とはいえ、二度はない。そもそも、二度も下級冒険者の狩場で、ティエラがクラウスと出くわせば、いくらクラウスが鈍感で訝しく感じるだろう。
そうならないためにも、これ以降は絶対に見つかるわけにはいかない。
「まぁ……おかげでクラウスさんの命も助かったみたいだし、不幸中の幸いね」
「ありがとうございます!──で、ですが」
不意に食い下がるティエラ。
「何かしら?」
「そのぉ。スケルトンナイトを倒したのは私ではありません」
「え? でも、クラウスさんは援軍のおかげと言っていましたよ? アナタのことですよね?」
「そ、それは間違いないですが……。

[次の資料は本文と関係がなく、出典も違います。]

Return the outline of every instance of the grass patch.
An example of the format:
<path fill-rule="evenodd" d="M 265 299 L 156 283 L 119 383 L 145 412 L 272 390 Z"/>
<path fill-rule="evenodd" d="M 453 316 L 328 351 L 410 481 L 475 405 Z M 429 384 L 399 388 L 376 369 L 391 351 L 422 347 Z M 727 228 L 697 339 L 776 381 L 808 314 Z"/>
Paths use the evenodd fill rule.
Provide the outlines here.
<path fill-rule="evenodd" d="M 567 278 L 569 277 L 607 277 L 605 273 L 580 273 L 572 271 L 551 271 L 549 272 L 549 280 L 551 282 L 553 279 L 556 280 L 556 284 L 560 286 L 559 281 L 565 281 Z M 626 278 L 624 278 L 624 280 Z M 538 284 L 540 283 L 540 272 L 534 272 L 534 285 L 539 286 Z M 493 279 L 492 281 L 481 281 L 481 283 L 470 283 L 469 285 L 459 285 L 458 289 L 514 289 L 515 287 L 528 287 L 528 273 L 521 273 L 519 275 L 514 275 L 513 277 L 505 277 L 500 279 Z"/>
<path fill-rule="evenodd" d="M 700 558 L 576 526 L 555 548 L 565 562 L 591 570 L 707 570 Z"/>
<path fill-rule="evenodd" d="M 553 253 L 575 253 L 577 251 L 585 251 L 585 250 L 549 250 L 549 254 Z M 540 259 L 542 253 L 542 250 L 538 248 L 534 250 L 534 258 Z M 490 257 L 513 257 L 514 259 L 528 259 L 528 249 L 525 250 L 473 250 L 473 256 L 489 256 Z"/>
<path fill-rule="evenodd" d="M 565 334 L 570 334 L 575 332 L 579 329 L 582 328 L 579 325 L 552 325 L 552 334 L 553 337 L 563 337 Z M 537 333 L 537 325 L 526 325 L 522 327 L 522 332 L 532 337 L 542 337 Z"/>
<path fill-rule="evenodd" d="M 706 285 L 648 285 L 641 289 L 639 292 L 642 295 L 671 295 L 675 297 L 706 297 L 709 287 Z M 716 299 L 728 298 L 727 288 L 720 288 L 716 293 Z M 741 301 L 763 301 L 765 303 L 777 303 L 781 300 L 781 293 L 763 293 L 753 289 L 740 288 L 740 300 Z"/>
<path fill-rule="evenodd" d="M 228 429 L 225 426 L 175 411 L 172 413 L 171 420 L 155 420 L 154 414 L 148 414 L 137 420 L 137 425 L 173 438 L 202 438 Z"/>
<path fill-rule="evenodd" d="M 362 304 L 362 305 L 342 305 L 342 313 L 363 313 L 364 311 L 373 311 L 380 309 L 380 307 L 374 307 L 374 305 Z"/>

その、」
少し言いよどむと、
「じ、じつは中級の魔物にしては手ごわくて、苦戦していたところ……。あの男が強襲し、……結局、一人で倒してしまったのです」
そして、すみません、と再び謝るティエラ。
しかし、サラザール女史はそのことには目もくれず、ガバリ!と顔を上げると、目を大きく見開いていた。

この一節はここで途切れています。